Architect and designer David Adjaye, 50, is the ultimate modern nomad. Born in Tanzania to Ghanaian parents, he lived throughout Africa and the Middle East before his family settled in Britain.
Today, the design star has offices in New York, London and Accra, Ghana, with forthcoming projects in South Africa, Latvia and Harlem, where he’s designing the new home of the Studio Museum, expected to open in 2021.
Between long-haul flights, Adjaye shared with Alexa the specs of his globetrotting life and work.
10
The maximum number of days in a row he spends apart from his wife, Ashley Shaw-Scott. The couple have a 2-year-old son.
7
Adjaye lived in seven countries before moving, at the age of 13, to the UK: Tanzania, Uganda, Kenya, Egypt, Lebanon, Ghana and Saudi Arabia.
53
Adjaye visited this many African capital cities from 2000 to 2011, a journey he documented with photographs published in the book “Adjaye Africa Architecture.”
9
The number of patterns in Adjaye’s range of Knoll textiles. Each takes inspiration from a different African city.
10K
The tally of songs in his digital music library. (Adjaye was briefly a London DJ in the ’90s.) Nina Simone is usually in heavy rotation.
20
How many minutes it takes Adjaye to pack his black Porsche “Roadster” hardcase before any trip.

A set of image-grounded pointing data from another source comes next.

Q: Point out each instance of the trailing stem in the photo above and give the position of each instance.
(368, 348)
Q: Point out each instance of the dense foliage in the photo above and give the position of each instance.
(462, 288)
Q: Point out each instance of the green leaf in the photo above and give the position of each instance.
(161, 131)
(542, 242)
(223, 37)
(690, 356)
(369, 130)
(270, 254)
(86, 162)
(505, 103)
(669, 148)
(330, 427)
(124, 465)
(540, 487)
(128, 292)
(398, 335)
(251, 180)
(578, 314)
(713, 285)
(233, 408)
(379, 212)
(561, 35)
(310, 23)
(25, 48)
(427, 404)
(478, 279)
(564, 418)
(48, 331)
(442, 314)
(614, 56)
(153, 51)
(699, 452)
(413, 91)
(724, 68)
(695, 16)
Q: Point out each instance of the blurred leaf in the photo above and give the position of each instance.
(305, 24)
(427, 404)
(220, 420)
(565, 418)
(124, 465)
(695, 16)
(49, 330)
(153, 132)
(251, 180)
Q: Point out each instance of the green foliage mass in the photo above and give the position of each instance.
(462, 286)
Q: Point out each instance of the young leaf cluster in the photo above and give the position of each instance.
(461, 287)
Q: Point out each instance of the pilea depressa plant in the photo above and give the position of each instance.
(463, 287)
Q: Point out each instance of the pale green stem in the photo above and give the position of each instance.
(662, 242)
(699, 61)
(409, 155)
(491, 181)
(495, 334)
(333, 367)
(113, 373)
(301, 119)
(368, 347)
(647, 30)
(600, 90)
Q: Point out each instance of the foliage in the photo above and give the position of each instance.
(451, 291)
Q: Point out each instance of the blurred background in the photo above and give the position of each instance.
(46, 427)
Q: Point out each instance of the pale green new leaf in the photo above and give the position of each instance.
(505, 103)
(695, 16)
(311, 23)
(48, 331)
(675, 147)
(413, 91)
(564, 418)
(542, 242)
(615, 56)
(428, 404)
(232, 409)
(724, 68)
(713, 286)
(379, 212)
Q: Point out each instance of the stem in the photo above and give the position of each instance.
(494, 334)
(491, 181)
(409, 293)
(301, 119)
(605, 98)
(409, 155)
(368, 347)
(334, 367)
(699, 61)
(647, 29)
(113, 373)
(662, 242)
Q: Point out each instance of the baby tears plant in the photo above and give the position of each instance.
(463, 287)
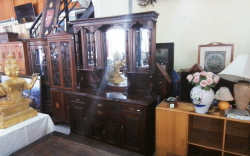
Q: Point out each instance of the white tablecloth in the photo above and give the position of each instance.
(24, 133)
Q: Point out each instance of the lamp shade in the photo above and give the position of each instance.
(239, 69)
(223, 94)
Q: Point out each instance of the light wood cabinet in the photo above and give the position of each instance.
(181, 131)
(19, 50)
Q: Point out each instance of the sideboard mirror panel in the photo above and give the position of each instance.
(65, 57)
(56, 77)
(142, 48)
(116, 57)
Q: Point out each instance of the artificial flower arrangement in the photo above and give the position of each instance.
(206, 80)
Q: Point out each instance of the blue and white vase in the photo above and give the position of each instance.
(201, 99)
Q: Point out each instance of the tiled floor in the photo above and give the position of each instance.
(63, 128)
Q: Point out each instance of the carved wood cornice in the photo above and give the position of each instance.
(152, 15)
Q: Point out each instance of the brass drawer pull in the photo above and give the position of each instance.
(77, 99)
(131, 108)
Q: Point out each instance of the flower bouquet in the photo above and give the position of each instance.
(206, 80)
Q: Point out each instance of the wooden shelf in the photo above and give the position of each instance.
(206, 138)
(198, 151)
(237, 144)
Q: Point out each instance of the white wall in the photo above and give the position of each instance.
(189, 23)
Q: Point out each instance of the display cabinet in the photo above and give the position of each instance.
(62, 71)
(38, 63)
(19, 50)
(116, 70)
(181, 131)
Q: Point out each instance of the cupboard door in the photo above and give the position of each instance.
(66, 64)
(111, 133)
(55, 66)
(171, 132)
(66, 107)
(78, 117)
(95, 129)
(58, 106)
(132, 130)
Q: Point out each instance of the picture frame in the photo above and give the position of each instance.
(165, 56)
(20, 28)
(8, 28)
(50, 16)
(35, 92)
(215, 57)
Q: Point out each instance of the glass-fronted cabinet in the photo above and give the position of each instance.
(62, 72)
(38, 63)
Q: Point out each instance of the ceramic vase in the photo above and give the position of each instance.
(202, 99)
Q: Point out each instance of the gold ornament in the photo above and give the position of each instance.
(14, 107)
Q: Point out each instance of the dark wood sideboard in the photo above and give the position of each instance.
(126, 121)
(115, 99)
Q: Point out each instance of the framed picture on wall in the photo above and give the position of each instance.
(34, 93)
(214, 57)
(165, 56)
(8, 28)
(20, 28)
(50, 16)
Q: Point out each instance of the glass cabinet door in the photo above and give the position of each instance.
(66, 66)
(55, 68)
(40, 62)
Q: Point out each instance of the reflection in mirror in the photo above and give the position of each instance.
(89, 50)
(116, 57)
(142, 47)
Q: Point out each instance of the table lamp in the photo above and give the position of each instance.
(239, 71)
(224, 95)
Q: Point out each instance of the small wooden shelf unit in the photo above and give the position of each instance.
(181, 131)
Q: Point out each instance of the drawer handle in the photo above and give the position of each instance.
(77, 99)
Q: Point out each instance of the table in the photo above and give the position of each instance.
(24, 133)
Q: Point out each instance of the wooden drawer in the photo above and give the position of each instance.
(132, 108)
(75, 98)
(105, 105)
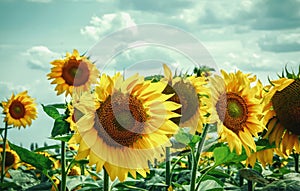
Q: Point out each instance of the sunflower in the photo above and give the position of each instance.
(74, 71)
(20, 110)
(236, 108)
(124, 126)
(190, 93)
(282, 107)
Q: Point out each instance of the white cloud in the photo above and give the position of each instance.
(100, 27)
(40, 1)
(7, 88)
(281, 42)
(39, 57)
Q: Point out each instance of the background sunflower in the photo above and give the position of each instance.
(74, 71)
(190, 92)
(282, 111)
(20, 110)
(236, 108)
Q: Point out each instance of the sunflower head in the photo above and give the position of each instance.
(124, 125)
(74, 71)
(12, 159)
(186, 91)
(236, 109)
(282, 107)
(20, 110)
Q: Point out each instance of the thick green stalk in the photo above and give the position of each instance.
(168, 167)
(195, 159)
(4, 153)
(63, 166)
(296, 157)
(106, 181)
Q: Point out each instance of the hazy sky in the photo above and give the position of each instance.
(260, 37)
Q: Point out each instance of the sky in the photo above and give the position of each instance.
(259, 37)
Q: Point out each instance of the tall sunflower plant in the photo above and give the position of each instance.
(199, 130)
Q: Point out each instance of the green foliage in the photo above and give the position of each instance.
(39, 161)
(222, 155)
(61, 126)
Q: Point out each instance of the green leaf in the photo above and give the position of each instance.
(39, 161)
(44, 186)
(47, 148)
(51, 111)
(76, 181)
(9, 185)
(263, 144)
(223, 155)
(183, 136)
(195, 139)
(61, 127)
(64, 138)
(59, 105)
(210, 185)
(252, 175)
(218, 173)
(208, 177)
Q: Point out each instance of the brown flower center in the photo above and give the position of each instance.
(186, 95)
(120, 120)
(17, 109)
(75, 72)
(9, 158)
(232, 110)
(286, 104)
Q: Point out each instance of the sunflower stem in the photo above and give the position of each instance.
(4, 152)
(250, 185)
(168, 168)
(195, 159)
(63, 166)
(106, 181)
(296, 158)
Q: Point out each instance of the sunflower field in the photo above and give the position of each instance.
(205, 130)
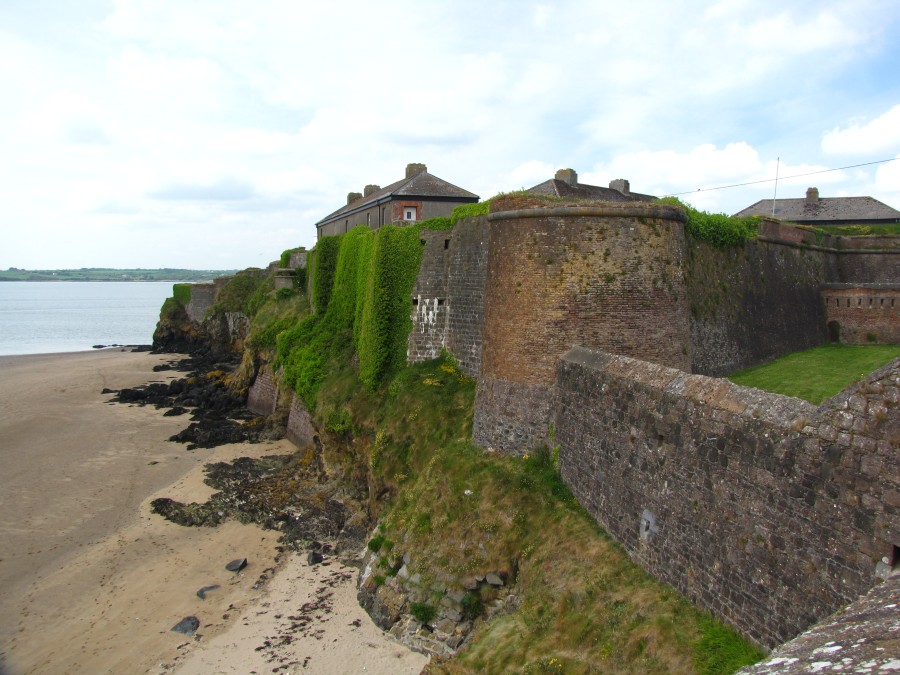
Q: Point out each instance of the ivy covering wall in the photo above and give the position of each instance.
(361, 289)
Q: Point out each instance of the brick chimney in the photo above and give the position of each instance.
(621, 185)
(415, 169)
(567, 176)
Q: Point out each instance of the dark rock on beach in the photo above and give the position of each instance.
(188, 625)
(236, 565)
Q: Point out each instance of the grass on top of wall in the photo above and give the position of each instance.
(583, 606)
(817, 374)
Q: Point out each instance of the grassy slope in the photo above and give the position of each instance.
(819, 373)
(584, 607)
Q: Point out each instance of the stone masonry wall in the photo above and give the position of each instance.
(448, 297)
(868, 315)
(262, 396)
(607, 276)
(753, 303)
(300, 430)
(203, 295)
(429, 300)
(469, 249)
(869, 260)
(766, 510)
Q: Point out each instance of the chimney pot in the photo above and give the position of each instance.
(567, 176)
(415, 169)
(621, 185)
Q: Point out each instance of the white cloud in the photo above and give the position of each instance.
(880, 135)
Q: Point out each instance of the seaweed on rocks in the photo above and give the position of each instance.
(278, 492)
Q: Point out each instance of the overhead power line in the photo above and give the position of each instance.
(781, 178)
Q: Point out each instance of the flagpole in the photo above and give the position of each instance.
(775, 194)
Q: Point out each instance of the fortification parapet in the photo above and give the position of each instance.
(762, 508)
(606, 276)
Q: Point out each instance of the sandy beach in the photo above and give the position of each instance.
(93, 582)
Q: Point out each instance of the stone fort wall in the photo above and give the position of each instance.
(762, 508)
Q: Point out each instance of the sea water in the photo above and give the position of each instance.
(40, 317)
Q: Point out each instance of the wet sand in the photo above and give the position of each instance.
(92, 581)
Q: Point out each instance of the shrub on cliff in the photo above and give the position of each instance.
(717, 229)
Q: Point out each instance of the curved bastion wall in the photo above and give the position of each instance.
(607, 277)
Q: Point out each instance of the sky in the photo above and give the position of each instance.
(213, 134)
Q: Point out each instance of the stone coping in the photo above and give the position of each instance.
(603, 211)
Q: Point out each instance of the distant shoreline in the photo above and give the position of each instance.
(159, 274)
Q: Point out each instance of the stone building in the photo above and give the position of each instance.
(816, 210)
(418, 196)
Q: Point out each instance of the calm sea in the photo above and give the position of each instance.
(38, 317)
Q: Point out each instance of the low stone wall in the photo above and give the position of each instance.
(203, 296)
(262, 396)
(861, 638)
(764, 509)
(511, 417)
(429, 299)
(862, 315)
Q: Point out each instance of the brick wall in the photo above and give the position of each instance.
(430, 299)
(262, 396)
(762, 508)
(753, 303)
(862, 315)
(608, 277)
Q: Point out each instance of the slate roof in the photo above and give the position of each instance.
(825, 210)
(423, 185)
(560, 188)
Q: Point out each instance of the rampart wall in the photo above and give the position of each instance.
(203, 296)
(608, 277)
(262, 397)
(862, 314)
(753, 303)
(448, 298)
(762, 508)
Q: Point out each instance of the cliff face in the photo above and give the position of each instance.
(192, 322)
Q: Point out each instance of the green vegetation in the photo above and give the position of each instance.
(285, 259)
(112, 274)
(182, 293)
(245, 292)
(400, 437)
(819, 373)
(860, 230)
(717, 229)
(362, 285)
(458, 511)
(470, 211)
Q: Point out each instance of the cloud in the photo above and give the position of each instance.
(881, 135)
(224, 189)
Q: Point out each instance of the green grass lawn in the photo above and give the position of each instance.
(819, 373)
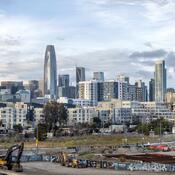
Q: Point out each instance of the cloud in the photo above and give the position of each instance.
(149, 54)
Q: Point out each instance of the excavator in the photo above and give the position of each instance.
(6, 161)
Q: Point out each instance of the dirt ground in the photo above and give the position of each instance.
(46, 168)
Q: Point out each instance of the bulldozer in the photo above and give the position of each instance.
(7, 162)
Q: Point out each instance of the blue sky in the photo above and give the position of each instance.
(114, 36)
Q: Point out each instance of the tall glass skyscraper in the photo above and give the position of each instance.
(50, 73)
(160, 81)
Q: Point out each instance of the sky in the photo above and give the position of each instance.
(114, 36)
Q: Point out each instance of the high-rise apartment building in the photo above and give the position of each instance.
(141, 91)
(160, 81)
(80, 74)
(123, 78)
(152, 90)
(89, 90)
(63, 80)
(50, 73)
(110, 90)
(14, 86)
(99, 76)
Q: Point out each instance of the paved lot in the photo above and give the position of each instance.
(45, 168)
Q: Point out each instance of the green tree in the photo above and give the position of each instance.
(96, 122)
(54, 114)
(41, 131)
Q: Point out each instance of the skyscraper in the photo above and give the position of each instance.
(63, 80)
(152, 90)
(98, 76)
(80, 74)
(50, 73)
(160, 81)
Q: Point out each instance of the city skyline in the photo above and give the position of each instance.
(92, 31)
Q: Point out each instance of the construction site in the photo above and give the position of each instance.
(128, 159)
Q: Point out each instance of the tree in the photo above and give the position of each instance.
(41, 131)
(54, 114)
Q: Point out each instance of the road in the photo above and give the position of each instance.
(46, 168)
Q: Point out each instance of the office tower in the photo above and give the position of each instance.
(14, 86)
(160, 81)
(99, 76)
(50, 73)
(33, 86)
(41, 88)
(110, 90)
(63, 80)
(80, 74)
(68, 91)
(89, 90)
(152, 90)
(100, 86)
(141, 91)
(122, 78)
(170, 96)
(132, 93)
(123, 90)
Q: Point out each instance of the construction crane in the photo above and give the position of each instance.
(6, 162)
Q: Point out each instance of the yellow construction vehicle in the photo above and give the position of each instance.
(6, 162)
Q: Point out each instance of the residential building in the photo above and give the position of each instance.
(160, 81)
(110, 90)
(99, 76)
(89, 90)
(63, 80)
(81, 115)
(50, 73)
(152, 90)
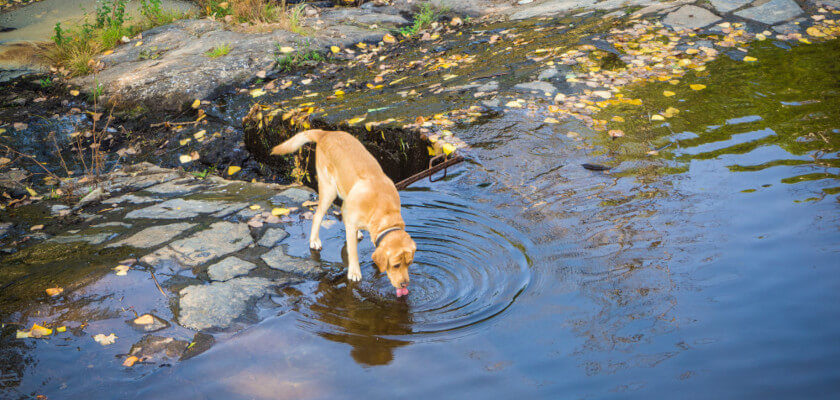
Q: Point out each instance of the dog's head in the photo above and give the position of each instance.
(393, 256)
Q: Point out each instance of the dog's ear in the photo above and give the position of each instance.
(380, 258)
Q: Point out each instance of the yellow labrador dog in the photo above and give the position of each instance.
(346, 169)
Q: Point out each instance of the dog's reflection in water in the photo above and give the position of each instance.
(362, 320)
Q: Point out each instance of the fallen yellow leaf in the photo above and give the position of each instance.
(145, 319)
(130, 361)
(278, 211)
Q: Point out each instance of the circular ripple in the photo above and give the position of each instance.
(469, 268)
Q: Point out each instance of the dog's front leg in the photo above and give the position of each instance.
(354, 272)
(326, 195)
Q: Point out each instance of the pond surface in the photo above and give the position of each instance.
(708, 268)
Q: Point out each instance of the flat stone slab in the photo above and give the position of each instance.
(724, 6)
(772, 12)
(536, 86)
(690, 17)
(291, 196)
(272, 237)
(220, 240)
(217, 304)
(229, 268)
(180, 208)
(153, 236)
(279, 260)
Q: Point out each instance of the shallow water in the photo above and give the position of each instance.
(709, 270)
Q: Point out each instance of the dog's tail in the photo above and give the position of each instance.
(297, 141)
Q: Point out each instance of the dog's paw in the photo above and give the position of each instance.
(315, 244)
(354, 274)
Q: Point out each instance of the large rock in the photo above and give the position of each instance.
(180, 209)
(690, 17)
(220, 240)
(171, 68)
(728, 5)
(216, 305)
(229, 268)
(153, 236)
(772, 12)
(279, 260)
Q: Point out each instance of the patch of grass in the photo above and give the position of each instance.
(256, 12)
(77, 45)
(303, 58)
(422, 20)
(218, 51)
(45, 82)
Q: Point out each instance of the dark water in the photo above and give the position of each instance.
(710, 270)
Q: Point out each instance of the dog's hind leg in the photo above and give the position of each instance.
(326, 195)
(354, 271)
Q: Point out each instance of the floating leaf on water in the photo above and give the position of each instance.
(279, 211)
(105, 340)
(122, 270)
(145, 319)
(130, 361)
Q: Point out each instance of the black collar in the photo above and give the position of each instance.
(382, 235)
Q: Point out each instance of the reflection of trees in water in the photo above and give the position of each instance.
(362, 320)
(14, 358)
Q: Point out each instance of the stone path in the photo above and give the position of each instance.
(211, 259)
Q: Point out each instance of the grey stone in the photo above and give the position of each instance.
(690, 17)
(157, 348)
(772, 12)
(291, 195)
(153, 236)
(277, 259)
(724, 6)
(180, 208)
(229, 268)
(217, 304)
(157, 324)
(272, 236)
(536, 86)
(547, 74)
(130, 198)
(95, 238)
(221, 239)
(182, 72)
(788, 27)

He also never heads out without his Smythson travel wallet.
5
He’s shared five collaborations with artist Chris Ofili, including designing Ofili’s Port of Spain house in Trinidad & Tobago.
3,600
The number of bronze-coated aluminum latticework panels in the façade of his design for the Smithsonian’s National Museum of African American History and Culture, which opened to great fanfare last September. Its three-tiered form was modeled on crowns used in West African Yoruba art.
35
The weight, in pounds, of the custom-concrete speakers Adjaye designed for New York audio company Master & Dynamic ($1,800, available April 25 at MoMa.